IDL is an offspring of NASA's Mariner Mars program and nowadays is used by NASA, ESA and DLR (the American, European and German aerospace agencies, resp.) to process data from all major astronomical satellites (such as the Hubble Space Telescope). IDL is particularly suited for working with large data matrices (images) - IDL code working with matrices is typically 50 % to 80% shorter than code written in FORTRAN or VB and considerably faster. In addition visualisation of data is an integrated feature requiring only some additional lines of code. Combined with a large library of mathematical and statistical routines IDL is a perfect tool for geoinformatical research.

REGEOTOP can be seen as a typical example for the need of integrated use of research tools from image processing, GIS, multivariate statistics and geostatistics. Interpolation of discrete point data obtained from measurements of meteorological stations to obtain climate data fileds is still a major problem. The influence of topography is mostly dealt with simple descriptors such as absolute altitude or exposition and slope angle. In order to provide with a more objective method to account for the influence of topography Benichou and Lebreton (1987) have proposed to parameterise topography with the help of a principal component analysis (PCA).
For each element of the DEM a relative topography is obtained by subtracting its elevation from the elevation values of a square window (e.g. 5 by 5 or 11 by 11 elements) centred on that element. In the statistical context each element of the window is seen as a variable and each DEM element is seen as a case or object. After rearranging the results of each window as input data for the PCA each row of the input matrix represents one case and each column represents one variable.
The input matrix is subjected to a R-mode PCA (Richman, 1986). The relative topography in the domain can then be described as a linear combination of the resulting eigenvectors of the minor product of the input matrix weighted by their corresponding principal components (PC). Each eigenvector is interpreted as a 'basic topography' ('paysage du base', Benichou and Lebreton, 1987) representing different basic morphological elements such as domes or depressions, slopes, saddles or parallel ridges of different exposition or different orientation. With decreasing variance PCs explain increasingly complex topographic features that defy easy descriptions. This approach allows to decompose the topography around a station into the PCs of its relative landscape and the absolute altitude of the station itself. As PCs are not correlated with each other they offer an added advantage as predictors for a regression analysis.

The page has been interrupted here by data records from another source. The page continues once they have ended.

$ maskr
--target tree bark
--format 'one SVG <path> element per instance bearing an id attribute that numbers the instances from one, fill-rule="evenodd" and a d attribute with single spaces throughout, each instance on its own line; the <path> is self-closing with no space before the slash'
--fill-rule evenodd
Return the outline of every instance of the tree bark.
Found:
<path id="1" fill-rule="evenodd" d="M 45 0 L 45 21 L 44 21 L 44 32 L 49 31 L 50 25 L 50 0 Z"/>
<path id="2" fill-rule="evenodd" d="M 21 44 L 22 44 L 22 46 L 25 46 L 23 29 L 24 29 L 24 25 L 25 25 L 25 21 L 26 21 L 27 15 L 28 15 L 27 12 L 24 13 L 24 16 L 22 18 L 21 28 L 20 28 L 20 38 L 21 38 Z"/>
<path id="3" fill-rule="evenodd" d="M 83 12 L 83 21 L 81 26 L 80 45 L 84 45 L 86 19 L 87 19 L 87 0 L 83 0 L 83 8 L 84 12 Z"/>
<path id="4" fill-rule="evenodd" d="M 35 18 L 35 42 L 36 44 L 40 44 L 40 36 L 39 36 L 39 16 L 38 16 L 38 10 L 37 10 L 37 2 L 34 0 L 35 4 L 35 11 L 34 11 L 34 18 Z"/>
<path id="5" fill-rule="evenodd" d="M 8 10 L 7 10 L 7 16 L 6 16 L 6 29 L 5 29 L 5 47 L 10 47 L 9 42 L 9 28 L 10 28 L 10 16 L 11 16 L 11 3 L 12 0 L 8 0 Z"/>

Stepwise multiple linear regression is then used to select significant predictors for the observed climatic values (such as a monthly or annual mean value) from relative topographies decomposed into basic topographic components (PCs) and absolute altitude. Application of the regression equation to each element of the DEM then results in a predicted climate data field. The residuals between observed and predicted values are interpolated via a geostatistical method ('kriging') and added to the regression field to account for any remaining spatial variation.
The resulting data fields contain both the influence of small-scale (continentality, monsoon dynamics) and large-scale (topography) forcing factors on climate. Typical topography related effects such as orographically enhanced rain on windward slopes and 'rain-shadow' areas are modelled.